ElderCare Online is dedicated to bringing you educational materials that help you to enhance the quality of life your elderly loved one. We have begun working closely with RSI, a leader in the development of health assessments, care plans and training materials for frail elderly people and their caregivers.

RSI pioneered the idea of care management for the "whole person" for elderly residents of assisted living facilities. In the course of years of research, they developed a comprehensive training and care management program that helps the elderly person stay active physically and mentally.

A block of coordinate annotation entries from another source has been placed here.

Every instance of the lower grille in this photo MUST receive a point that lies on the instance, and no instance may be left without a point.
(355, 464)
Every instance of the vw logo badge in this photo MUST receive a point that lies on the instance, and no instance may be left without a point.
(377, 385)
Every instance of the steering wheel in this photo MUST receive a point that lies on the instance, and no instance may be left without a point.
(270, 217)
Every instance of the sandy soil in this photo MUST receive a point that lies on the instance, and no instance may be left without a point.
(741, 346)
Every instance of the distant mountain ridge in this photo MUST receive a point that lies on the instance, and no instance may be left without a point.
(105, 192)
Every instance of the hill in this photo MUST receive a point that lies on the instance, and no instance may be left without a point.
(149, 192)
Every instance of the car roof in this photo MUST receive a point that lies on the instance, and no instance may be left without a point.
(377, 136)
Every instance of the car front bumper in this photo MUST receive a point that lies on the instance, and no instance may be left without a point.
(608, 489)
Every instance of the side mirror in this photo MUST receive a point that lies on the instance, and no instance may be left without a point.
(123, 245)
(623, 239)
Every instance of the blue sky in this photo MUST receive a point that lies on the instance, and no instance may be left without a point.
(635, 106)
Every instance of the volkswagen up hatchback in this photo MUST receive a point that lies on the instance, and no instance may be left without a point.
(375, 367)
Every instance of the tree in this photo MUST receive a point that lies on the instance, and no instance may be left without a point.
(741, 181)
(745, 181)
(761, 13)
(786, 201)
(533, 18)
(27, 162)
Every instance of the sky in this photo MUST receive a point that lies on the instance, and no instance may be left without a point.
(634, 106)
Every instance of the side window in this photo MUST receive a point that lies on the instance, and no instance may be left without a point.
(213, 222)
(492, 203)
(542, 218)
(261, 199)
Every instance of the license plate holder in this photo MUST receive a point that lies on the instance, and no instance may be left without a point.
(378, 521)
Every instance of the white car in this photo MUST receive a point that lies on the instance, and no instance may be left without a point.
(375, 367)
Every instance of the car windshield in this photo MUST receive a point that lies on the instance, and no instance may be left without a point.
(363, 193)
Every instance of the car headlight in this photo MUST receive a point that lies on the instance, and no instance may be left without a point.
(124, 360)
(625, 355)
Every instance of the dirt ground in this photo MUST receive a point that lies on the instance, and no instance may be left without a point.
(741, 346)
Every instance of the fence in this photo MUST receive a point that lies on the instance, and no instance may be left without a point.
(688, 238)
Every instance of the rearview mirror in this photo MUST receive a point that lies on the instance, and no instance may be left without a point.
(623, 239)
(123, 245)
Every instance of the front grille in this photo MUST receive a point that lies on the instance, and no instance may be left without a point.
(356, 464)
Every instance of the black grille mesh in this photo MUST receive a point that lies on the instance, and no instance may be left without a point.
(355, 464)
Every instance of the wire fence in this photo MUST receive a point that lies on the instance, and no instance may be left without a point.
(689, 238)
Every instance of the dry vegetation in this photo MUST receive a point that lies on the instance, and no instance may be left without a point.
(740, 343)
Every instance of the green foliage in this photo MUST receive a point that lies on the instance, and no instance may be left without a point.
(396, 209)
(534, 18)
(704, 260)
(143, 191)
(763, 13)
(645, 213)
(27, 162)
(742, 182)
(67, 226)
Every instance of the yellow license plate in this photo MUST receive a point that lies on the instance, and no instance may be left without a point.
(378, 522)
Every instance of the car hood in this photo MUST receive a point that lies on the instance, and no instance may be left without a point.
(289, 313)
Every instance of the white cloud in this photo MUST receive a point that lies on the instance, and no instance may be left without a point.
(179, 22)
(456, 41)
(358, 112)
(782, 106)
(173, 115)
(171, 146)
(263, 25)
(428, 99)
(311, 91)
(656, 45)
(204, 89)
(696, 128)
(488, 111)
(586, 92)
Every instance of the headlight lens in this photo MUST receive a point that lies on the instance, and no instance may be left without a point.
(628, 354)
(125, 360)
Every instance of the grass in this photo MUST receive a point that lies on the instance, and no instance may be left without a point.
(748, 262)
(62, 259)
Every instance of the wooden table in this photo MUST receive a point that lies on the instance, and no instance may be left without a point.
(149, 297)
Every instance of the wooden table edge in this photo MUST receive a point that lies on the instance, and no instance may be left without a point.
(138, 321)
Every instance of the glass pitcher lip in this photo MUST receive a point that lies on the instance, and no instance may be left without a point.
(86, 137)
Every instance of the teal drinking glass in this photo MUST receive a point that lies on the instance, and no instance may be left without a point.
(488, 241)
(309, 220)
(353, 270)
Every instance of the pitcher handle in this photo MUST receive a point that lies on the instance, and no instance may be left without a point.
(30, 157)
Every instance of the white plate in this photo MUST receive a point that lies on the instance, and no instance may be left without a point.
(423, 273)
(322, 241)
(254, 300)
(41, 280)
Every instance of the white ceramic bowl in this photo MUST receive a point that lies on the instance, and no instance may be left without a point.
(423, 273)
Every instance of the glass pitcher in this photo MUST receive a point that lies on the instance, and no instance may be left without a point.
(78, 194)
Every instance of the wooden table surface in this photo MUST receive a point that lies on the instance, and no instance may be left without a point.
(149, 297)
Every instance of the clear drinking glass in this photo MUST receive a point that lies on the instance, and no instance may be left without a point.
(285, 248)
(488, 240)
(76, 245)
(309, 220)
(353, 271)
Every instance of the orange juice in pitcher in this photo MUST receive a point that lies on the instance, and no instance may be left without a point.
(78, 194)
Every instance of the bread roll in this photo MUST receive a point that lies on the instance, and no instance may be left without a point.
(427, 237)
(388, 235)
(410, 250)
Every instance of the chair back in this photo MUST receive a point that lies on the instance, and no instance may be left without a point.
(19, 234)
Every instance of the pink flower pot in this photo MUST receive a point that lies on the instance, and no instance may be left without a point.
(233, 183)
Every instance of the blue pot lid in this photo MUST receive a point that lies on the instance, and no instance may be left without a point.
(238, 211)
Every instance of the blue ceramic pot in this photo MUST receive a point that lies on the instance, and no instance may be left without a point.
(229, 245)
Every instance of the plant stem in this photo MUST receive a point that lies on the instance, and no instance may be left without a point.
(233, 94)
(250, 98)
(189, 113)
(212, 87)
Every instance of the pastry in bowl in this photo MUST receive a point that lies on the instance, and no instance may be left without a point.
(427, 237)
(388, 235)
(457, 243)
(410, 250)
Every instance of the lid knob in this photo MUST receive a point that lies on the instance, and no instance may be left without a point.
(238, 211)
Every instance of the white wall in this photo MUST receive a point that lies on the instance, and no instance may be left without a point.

Together, ElderCare Online and RSI have tailored key components of the Caring Community program to meet the needs of family caregivers. Over the next several months, we will be presenting a new series of Skill Builders that focus on how caregivers – at home and in residential facilities – can learn more about chronic conditions and improve quality of care to their loved ones.

Introduction

Depression can be overcome, even though it disabling to daily functioning, happiness and personal growth. People with depression can be helped to manage and stabilize the disabling aspects of the condition and result in lives, which continue to have meaning, personal growth and a sense of hope for the future. When frail elderly people are depressed, they need to be helped to exercise as many personal choices and decisions as they are able. Depression affects the whole person, body, mind and spirit. Because of this, any plans of care for addressing depression, must include all these dimensions. The final responsibility for overcoming depression rests with the frail elderly person. It is unlikely that they can do this without the help of their caregivers. Depression so extensively saps the energy and spirit of people that other resources are needed to initiate recovery.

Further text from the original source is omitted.